Screenwriters Association of Santa Barbara met again at Brooks Institute on Cota Street. A stunning exhibit of student work, mostly documentary photography lined the walls as the group made their way to hear Candace Schermerhorn speak about making documentary films.
Lisa Angle opened asking for any announcements. Chuck Kent mentioned an upcoming film called The Secret Ingredient directed SASB Past President Rashi Bahri Chitnis. It will be shown February 2 at the Metro 3. as part of the Santa Barbara International Film Festival.
Maria announced the upcoming play The Jaguar’s Nest by Synergy Entertainment Group.
Members were asked to donate $25 so visiting speakers can be taken to dinner before the lecture and to help with expenses. It’s so little, let’s all chip in because the speakers are world class. Such was the experience of listening to Candace Schermerhorn. As a producer, director, and writer her expertise and passion lie primarily in first person narrative and documentaries addressing contemporary issues. Her credits include work for Children’s Television Workshop, the National Park Service, Massachusetts Council for the Humanities, Harcourt Brace Publishers, American Masters, and Turner Broadcasting. She directed, with Bestor Cram, the independent award-winning documentary You Don’t Know Dick, an intimate film about female-to-male transsexuals. For many years she has taught documentary film making at Santa Barbara City College and was the Director of Programming for the Santa Barbara International Film Festival.
It was amazing to watch clips of the films after listening to the lecture. Candace told the group that documentaries start with footage and more footage. “That’s what the film will become,” she said. “You won’t know what you have till you go back over it.” And even then it might not be what you expect. She explained the process of writing the story from the transcripts. Every single line, every single expression, every sound are painstakingly recorded, and in this way, the story is culled from the masses of footage a documentarian shoots.
She showed the group an immense idea board made of tiny different colored Post-it notes that was the organizing principle behind her film of women in Nigeria called The Naked Option.
“Documentary film making is about what truth is going to evolve,” she told the audience. “Observe as much as possible.” On truth, she cautioned the audience “Whose truth are you telling?
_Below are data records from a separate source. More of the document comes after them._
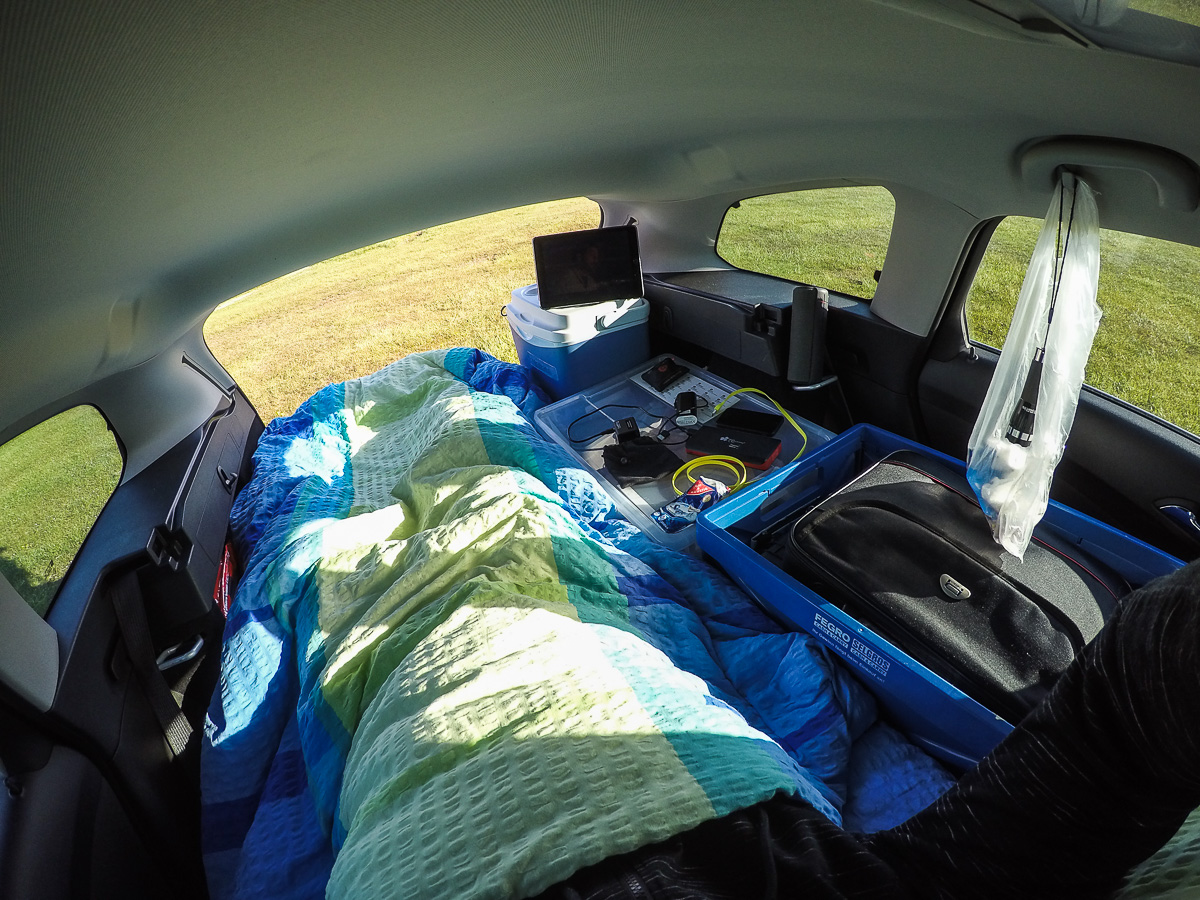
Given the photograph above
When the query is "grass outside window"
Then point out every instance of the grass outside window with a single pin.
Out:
(54, 481)
(1147, 347)
(834, 238)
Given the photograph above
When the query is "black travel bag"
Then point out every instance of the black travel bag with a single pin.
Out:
(906, 551)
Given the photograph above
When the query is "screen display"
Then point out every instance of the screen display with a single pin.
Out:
(589, 267)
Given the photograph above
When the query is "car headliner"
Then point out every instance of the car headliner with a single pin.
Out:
(160, 159)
All documentaries are exploiting on some level, and what is truth shifts and varies.” Always be prepared to defend your choices. “You are challenging truth and it is challenging you at the same time.”
The bigger story in a documentary is made up of all the little stories, she said. Sometimes it just takes one little line from the transcripts to tie everything together. The lines and the shots of expressions act as bridges to tie the greater whole of the story together. “Train yourself to be moved by stories, to look for them and be moved by them.” What the audience wants is for you as a writer to tell them things, so they can follow you as the writer. “Stick to what you know, if you love something stick to that,” she said. There are basically three questions to ask: What is my story, why do I want to do it and what am I trying to achieve?
Most impressive was watching the film You don’t know Dick. The music, the cutting and the lighting really add to this documentary in ways that show just how masterfully a story can be told in small stories that add up. You can see how this comes together at this link: http://www.myspace.com/video/northern-light-productions/you-dont-know-dick/27328935
It’s just seamless the way this flows as a documentary. The audience was rapt watching too. “Set things up so you can tell the story,” she said. Watch the above and you will see a master storyteller at work. This is how to make the footage flow seamlessly with the music, tapping all the little stories within stories that add up to the bigger picture.